Attorney General Merrick Garland made an unannounced trip to Ukraine on Friday, according to a Justice Department official, his second trip to the country after Russia invaded a little more than a year ago.
The trip was not announced for security reasons, the official said.
Garland was invited to Lviv by the Ukrainian prosecutor general, the official said, and joined President Volodymyr Zelensky at the “United for Justice Conference.”
The official added that Garland “held several meetings and reaffirmed our determination to hold Russia accountable for crimes committed in its unjust and unprovoked invasion against its sovereign neighbor.”
The trip comes nearly two weeks after President Joe Biden made his first trip to Ukraine since the war began and is one of several trips made by members of Biden’s Cabinet. Treasury Secretary Janet Yellen also recently made a trip to Ukraine to meet with Zelensky.
The attorney general last went to Ukraine in June and similarly committed the United States’ assistance in finding and prosecuting those who committed war crimes. During that trip, Garland announced that he was appointing Eli Rosenbaum, the top US so-called “Nazi hunter,” to lead a Justice Department team to identify and prosecute war criminals.
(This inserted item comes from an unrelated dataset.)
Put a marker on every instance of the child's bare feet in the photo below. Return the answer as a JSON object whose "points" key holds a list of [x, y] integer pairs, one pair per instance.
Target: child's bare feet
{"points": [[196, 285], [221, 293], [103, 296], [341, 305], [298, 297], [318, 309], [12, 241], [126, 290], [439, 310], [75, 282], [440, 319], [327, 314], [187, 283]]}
On Wednesday, Garland testified to the Senate Judiciary Committee that he believed the Russian government was committing crimes against humanity and said the Justice Department supports efforts by The Hague to investigate and prosecute those crimes.
“The United States supports what is now being developed in The Hague, sponsored by Eurojust, looking into the possibility of creating that court [to charge crimes of aggression,]” Garland testified.
“There are concerns that we have to take into account with respect to how that might deal with our own service members and other circumstances,” he continued. “We have to be sure that the appropriate guardrails are up. But we support any number of different ways in which war crimes, crimes against humanity, and the potential for crimes against aggression are investigated.”
The Justice Department has taken several steps to hold the Russian government and its supporters accountable since the invasion began.
The Justice Department’s Task Force KleptoCapture – made up of federal prosecutors, investigators and analysts – has worked for the past year to target the complex web of wealth surrounding Russian oligarchs and Kremlin insiders. Since the beginning of the war, the Justice Department has seized more than $500 million in yachts, properties and other assets from people who support the Russian government and have evaded US sanctions, according to a department news release.
The department has also brought over 30 indictments against sanctioned supporters of the Kremlin and Russian military, the department has said, some of which have directly implicated individuals in supporting the war in Ukraine.
This story has been updated with additional reporting.